Are Natalist Tax Incentives a Free Lunch?
By Bryan Caplan
Almost all economists ridicule the notion that – at its current margin – the U.S. government can raise revenue by cutting taxes. Well, let me put forward a promising new candidate for a free lunch tax cut: Much lower taxes for families who have additional children.
According to Arthur Brooks (of Gross National Happiness fame), Ronald Lee and Tim Miller estimate that from the point of view of the IRS, the net present discounted value of the average American child is $100,000. If $99,999 in tax incentives produce one more child, it’s a good deal. In fact, it’s a no-brainer.
What fraction of couples of child-bearing age would accept such an offer? It’s got to be at least 25%, doesn’t it? Of course, you’ll dilute the incentive if e.g. pre-existing large families headed by parents in their 40s qualify, too. But even if natalist incentives were quite bluntly targeted, they could easily be the kind of free lunch that Laffer dreamed of.

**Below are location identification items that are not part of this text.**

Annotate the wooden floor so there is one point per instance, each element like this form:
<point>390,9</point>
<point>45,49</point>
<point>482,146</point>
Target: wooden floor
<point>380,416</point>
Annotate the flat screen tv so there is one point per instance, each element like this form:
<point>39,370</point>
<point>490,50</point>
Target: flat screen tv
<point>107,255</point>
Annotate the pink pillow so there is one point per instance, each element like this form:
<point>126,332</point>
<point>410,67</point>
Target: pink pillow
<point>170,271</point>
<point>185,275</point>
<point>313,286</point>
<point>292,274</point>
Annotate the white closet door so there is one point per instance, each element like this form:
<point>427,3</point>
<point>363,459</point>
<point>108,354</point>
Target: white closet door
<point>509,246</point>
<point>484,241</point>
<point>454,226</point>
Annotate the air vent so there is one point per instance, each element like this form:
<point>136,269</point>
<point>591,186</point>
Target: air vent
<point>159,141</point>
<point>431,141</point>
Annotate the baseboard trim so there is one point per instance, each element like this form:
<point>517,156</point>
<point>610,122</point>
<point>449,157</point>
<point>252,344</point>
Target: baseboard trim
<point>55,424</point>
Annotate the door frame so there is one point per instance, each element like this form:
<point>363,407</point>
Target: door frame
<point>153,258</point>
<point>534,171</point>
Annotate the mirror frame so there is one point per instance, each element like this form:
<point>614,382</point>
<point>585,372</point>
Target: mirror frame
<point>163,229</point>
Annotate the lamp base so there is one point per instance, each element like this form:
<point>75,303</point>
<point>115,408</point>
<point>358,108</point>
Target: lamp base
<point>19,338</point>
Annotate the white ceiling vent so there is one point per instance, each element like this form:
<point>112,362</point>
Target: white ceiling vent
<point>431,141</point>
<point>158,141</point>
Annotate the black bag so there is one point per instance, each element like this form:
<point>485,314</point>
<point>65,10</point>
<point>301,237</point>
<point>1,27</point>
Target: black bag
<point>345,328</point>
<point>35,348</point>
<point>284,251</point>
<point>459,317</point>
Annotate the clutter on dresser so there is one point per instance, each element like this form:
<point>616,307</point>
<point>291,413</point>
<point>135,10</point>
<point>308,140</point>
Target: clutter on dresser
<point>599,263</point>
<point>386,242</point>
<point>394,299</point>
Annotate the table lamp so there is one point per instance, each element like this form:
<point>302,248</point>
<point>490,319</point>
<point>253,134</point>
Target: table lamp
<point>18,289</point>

Admittedly, unlike the usual Laffer curve story, you have to wait decades for natalist tax cuts to pay off. But since Lee and Miller’s estimate is a present value, that’s already accounted for. And as long as bond markets work reasonably well, the time pattern of payments makes little difference.
Of course, if you’re really looking for a free lunch, you’d give extra-big natalist tax incentives to the rich, because their kids are especially likely to pay a lot more taxes than they consume in services. But hey, we should probably stick to one outrageous proposal at a time.